I have found more and more on this trip that the places I like to be when I am touring cities alone are the places where it feels less like a city, less like a foreign country, and more appropriate to be alone. Namely, I gravitate toward parks and quiet walks by water. I guess it's a cop out, but it's free and someone stuck all those parks there in these crowded places for a reason. My FAVORITE part of Cph. that I saw was this canal where there were all these epic and very pirately, old fashioned sailing boats. I took pictures of a few of my favorites, which I will eventually put up on Facebook.
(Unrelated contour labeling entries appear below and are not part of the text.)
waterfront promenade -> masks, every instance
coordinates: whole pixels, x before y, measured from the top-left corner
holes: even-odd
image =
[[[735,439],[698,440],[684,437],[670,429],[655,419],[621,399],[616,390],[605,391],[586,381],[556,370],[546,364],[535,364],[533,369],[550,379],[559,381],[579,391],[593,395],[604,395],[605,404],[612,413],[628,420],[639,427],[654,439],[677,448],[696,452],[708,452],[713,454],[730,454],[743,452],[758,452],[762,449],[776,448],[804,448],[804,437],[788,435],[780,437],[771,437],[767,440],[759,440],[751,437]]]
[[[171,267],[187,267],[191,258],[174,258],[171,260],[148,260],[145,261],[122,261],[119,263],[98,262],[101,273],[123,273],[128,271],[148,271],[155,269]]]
There was other good stuff. It grew on me as I explored. It's a pretty cool blend of old and modern, as many European cities are. There was a really cool exhibit up in preparation for the world emissions summit (or whatever they are calling that thing) called 100 Places to Remember (Before They Disappear). I wandered into the "free city of Christiana." I thought it would be interesting because it was founded by hippies in the early 70's, and people there can just sell and smoke hash and weed totally in the open. But it turned out to just feel kind of sketchy and uncomfortable. Ah well.
However my visit was tainted by an awkward interaction with a plump Greek man of about 30 who turned out to want more from me than friendship and pleasant conversation, and who for some reason demonstrated to me that he had literally a huge wad of cash with him. That was weird. And then while I was still recovering from that experience, I discovered that my bag that had had my passport, 30 UK pounds and chapstick had vanished from my backpack. I missed all three items, and the bag itself, very badly. And I was really mad at myself for not being more careful and somehow letting this happen, even though I had been trying to be careful all along.
In the end it was all right. The US embassy in Cph. turned out to be really efficient and pleasant. I had a new emergency passport less than 24 hours after losing the old one. And it was kind of cool to see how that whole process worked. But I feel like my Copenhagen angst was somehow warranted.